Trezzvant W. Anderson,
President, 761st Tank Battalion Ass’n.
19 Mercer Street,
Pittsburgh 19, Pa.
THIRD RE-UNION, DETROIT, MICH., AUG. 24, 25, 26, 1951
TEISENDORF, Germany (Oct. 31, 1945) – The snows are capping the tops of the beautiful Bavarian Alps, here in the heart of the Tyrol, where the veteran 761st Tank Battalion is doing occupation, and a thrilling scene lays before my eyes. The sun is shining and it is beautiful here, but my heart is not remotely concerned with that.
Out of the welter of historical data that surrounds the deeds of the Negro soldiers in Europe in World War II, there are just two incidents which focus themselves into my mental perspective today, and I cannot resist the impulse to write about it, so that the world may know of two incidents, concerning two Negro soldiers (and gentlemen) who were part of the forces in the European Theatre of Operations. Both are dead!
On the field of battle, out in “No Man’s Land,” many men gave their lives and many Negroes fell to the bullets of the enemy.
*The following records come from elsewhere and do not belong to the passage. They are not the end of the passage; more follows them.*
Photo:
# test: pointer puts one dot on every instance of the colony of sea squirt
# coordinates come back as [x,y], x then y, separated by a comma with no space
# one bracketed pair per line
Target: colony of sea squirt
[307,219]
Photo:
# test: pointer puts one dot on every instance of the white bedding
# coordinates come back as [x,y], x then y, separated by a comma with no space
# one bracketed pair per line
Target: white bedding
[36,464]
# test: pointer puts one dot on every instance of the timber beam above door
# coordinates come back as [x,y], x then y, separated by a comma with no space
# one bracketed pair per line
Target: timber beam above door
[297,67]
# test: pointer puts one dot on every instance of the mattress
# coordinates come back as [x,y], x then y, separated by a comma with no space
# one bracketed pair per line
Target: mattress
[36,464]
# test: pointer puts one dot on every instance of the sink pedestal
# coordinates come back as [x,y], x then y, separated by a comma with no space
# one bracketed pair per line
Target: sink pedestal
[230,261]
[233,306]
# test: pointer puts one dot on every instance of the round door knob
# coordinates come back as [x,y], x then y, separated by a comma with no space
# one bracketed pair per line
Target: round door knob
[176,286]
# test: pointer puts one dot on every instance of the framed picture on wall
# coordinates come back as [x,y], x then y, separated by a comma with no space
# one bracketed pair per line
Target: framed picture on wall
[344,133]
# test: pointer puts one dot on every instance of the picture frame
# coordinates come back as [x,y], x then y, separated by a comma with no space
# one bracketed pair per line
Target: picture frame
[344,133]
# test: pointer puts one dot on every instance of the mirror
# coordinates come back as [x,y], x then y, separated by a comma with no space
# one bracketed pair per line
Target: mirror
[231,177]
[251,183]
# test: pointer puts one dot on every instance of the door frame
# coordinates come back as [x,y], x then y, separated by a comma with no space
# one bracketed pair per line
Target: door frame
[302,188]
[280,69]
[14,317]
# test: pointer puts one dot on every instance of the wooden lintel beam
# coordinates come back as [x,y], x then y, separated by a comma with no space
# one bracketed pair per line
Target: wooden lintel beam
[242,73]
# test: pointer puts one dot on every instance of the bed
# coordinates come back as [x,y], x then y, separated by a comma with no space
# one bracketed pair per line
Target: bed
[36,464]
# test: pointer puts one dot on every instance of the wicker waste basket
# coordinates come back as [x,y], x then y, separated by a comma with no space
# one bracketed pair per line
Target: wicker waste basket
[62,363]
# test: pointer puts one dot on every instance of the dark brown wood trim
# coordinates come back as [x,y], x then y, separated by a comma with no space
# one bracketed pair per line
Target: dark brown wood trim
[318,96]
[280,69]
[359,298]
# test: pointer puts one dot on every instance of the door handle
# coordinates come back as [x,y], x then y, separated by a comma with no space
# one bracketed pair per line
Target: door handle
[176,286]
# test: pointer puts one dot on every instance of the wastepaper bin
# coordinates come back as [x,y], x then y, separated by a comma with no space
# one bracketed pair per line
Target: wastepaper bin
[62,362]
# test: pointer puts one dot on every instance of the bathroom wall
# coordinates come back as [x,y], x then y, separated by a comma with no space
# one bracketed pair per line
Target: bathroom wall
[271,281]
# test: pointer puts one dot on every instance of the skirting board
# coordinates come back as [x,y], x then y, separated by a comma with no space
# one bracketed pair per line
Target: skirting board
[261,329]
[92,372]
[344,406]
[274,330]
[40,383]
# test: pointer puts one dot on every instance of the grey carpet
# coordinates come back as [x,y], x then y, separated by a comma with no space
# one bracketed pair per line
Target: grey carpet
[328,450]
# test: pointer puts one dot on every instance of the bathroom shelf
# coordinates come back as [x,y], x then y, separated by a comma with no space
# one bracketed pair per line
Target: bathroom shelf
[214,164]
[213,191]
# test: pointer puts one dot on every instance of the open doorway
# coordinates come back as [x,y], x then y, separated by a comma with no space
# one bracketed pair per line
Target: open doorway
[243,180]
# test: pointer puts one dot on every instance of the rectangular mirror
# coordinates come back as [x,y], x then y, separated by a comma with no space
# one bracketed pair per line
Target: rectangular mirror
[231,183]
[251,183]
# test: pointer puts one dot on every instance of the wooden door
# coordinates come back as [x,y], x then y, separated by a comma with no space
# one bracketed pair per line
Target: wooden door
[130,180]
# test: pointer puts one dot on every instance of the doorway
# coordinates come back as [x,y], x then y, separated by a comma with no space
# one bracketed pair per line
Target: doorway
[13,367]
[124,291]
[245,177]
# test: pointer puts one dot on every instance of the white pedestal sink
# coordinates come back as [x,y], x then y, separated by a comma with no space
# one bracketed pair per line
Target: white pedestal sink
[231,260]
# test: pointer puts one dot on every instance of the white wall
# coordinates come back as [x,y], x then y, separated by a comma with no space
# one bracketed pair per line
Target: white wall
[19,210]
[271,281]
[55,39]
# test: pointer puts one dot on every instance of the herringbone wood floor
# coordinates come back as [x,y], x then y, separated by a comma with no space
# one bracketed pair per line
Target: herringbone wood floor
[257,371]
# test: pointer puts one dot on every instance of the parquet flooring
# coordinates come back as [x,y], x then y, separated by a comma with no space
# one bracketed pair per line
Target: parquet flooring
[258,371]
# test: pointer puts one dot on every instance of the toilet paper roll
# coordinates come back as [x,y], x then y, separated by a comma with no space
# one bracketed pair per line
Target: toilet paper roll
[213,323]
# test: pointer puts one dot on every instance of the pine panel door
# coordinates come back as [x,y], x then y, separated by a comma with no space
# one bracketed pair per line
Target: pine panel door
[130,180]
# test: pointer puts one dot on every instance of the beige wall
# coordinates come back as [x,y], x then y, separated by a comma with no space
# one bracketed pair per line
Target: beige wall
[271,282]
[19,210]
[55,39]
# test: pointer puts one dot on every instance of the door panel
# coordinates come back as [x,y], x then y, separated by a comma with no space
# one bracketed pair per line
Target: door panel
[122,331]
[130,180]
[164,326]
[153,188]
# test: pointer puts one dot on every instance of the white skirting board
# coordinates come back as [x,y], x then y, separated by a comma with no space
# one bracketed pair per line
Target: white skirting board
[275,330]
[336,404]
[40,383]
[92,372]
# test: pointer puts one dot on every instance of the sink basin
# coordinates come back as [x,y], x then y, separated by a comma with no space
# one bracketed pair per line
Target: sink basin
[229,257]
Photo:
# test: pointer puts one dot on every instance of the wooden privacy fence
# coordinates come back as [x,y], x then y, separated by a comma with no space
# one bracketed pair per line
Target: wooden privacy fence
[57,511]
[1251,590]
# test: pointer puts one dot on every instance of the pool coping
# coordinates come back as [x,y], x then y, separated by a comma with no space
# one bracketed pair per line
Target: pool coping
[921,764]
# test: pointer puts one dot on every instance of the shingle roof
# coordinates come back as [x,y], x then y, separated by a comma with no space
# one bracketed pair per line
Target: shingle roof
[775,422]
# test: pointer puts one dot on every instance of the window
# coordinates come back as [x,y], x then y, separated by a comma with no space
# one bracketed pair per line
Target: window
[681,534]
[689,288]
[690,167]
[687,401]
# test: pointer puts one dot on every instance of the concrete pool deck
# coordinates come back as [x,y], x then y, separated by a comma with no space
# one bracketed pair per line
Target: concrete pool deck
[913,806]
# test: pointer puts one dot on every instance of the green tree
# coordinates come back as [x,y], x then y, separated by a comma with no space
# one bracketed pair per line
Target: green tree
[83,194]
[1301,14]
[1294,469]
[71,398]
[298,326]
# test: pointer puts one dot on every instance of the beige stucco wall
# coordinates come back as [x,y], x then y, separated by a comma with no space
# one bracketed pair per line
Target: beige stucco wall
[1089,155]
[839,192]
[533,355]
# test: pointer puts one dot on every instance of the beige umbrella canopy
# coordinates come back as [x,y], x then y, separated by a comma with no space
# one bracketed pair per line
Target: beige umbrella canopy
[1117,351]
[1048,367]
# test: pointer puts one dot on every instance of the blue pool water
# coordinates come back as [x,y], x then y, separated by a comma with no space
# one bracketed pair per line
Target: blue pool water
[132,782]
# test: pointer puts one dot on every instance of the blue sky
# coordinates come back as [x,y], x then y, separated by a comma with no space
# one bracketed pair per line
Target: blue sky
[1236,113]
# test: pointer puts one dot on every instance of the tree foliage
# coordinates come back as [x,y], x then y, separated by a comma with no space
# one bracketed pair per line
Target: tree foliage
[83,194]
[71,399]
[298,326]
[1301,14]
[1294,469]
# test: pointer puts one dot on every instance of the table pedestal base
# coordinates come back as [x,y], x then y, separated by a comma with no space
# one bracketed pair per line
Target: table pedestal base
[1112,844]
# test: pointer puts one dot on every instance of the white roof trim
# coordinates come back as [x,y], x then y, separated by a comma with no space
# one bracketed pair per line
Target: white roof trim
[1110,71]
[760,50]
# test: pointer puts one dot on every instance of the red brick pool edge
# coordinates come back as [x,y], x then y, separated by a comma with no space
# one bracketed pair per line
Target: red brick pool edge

Many heroes were made by the valiant work of combat troops who took all the enemy could offer, and then some, and they got Silver Stars, Bronze Stars, D.S.C.’s. But there was no greater contribution made during this war, in its scope than the contributions made by these two Negro soldiers who died, without the accolade of the crowds, with no formal ceremonies to mark their passing, only simple graves on a foreign soil.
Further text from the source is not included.